What will surprise most people about a film with such a ridiculous titles is that the multitude of screenwriters and Mr. Faverau have decided not to wink at the camera—this is a serious summer action film with only the occasional joke and no desire to laugh at itself. Thus, we open in the middle of the desert as a man with no memory suddenly awakes, with his only clue being a metallic arm band on his wrist. Played by Daniel Craig, the man walks into town to discover his name is Jake Loinergan, and he is wanted for robbery and murder, and has invoked the wrath of rich cow herder named Dolarhyde and played by Harrison Ford. But before Mr. Bond and Mr. Jones can have a showdown at the O.K. Corral, a series of metal machines descend from the stars, wreaking havoc and snatching up poor citizens left and right. The only defense, Jake’s armband doubles as some sort of laser shooter.
And thus, the foes become the unlikely allies, along with your standard cutout action sidekicks and one mysterious woman with a secret past with the guys from the skies, played here by Olivia Wilde (Ms. Wilde is making a career out of roles written for Summer Glau; see Tron: Legacy). And while the whole thing becomes a paint-by-the-numbers journey of character development and action scenes, Mr. Faverau knows how to treat his action with genuine suspense, and the writers have a good mix of varied action that at least kept my mind interested or at least turned off. It certainly would have helped if the actors seemed more interested in the material, especially Mr. Ford, who can’t seem to do anything but growl at the fact he is in this movie.

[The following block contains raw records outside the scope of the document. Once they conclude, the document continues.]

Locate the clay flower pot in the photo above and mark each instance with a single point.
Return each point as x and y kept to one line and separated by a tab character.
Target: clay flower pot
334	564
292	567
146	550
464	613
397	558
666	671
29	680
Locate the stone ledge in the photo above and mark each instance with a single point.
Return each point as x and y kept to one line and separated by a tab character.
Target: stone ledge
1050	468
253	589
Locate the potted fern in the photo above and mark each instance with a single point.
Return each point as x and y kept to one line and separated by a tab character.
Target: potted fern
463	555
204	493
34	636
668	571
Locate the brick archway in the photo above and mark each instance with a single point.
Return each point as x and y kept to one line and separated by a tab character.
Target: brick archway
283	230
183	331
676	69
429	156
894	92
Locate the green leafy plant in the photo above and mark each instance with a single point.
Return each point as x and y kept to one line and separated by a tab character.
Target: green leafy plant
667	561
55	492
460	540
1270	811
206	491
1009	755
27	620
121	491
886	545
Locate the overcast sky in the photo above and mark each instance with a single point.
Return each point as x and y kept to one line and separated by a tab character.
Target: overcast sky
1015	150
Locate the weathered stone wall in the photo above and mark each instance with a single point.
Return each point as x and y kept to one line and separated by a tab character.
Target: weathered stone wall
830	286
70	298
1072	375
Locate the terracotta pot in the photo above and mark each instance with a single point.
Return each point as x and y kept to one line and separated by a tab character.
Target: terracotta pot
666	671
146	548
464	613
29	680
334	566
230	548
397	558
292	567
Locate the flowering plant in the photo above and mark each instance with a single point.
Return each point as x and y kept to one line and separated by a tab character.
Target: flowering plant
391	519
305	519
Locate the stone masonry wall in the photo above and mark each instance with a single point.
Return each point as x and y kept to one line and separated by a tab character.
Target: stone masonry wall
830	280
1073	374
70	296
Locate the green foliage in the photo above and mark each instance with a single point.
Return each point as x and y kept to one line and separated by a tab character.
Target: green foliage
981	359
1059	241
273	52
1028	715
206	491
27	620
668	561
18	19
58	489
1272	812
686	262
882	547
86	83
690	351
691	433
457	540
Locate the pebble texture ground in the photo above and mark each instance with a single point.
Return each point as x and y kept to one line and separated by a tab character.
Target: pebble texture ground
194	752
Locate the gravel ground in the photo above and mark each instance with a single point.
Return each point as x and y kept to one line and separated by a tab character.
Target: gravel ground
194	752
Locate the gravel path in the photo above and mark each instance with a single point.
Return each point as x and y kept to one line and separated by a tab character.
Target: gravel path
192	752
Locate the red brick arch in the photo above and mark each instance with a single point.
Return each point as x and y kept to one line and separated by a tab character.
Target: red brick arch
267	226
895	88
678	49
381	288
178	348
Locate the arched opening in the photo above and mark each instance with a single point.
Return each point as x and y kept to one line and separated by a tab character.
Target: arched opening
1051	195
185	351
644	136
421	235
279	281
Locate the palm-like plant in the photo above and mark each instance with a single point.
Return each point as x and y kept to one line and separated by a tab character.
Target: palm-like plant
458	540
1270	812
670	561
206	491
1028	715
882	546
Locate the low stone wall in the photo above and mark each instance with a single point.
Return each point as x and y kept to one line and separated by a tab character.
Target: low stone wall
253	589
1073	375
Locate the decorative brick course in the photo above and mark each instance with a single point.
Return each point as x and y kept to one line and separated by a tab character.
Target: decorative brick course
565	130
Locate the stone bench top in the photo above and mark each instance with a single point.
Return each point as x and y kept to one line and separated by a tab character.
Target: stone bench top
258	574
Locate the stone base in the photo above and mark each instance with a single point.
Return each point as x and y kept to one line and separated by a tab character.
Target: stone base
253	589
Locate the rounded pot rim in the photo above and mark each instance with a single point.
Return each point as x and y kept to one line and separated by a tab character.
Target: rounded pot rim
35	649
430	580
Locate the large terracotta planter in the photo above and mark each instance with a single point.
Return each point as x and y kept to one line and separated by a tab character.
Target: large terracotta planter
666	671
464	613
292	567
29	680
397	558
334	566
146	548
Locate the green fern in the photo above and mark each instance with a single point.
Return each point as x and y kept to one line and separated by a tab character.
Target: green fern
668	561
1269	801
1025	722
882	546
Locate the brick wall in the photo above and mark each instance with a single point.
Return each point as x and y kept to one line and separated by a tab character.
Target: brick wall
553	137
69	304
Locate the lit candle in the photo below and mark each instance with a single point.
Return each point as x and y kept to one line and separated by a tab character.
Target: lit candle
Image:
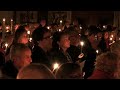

The aliens, an amalgamation of CGI effects, are unfortunately bland, continuing a trend last noted in Super 8 (CGI has not been kind to aliens; they have become logical, lifelike, and boring to look at). And while the film keeps the stakes of the characters simple and easy, I wish that Mr. Faverau had really tackled the genre. Genre mash-ups are always a unique chance to discuss their hidden workings. Alien showed that space could be a place off pitch black horror, where isolation is the greatest fear. Kung Fu Hustle poked at the Looney Tunes absurdity of the Hong Kong action film by satirizing the films’ absurd action sequences. What does Cowboys & Aliens do? Unfortunately, not much of anything. While the film includes the tropes, it doesn’t explore them in a meaningful way, as much as use what it needs in service of the plot (save for some great uses of landscape shots by director of photography Matthew Libatique). The result is an action film harbored in two genres, but with not much to chew on.
But Cowboys & Aliens doesn’t care to take many leaps, and for the most part, its harmless fun that is inoffensive and despite its genre mashing, the furthest thing from taking any leaps. This is a movie about cowboys, and it is also a movie about aliens. I think you know what you need to know.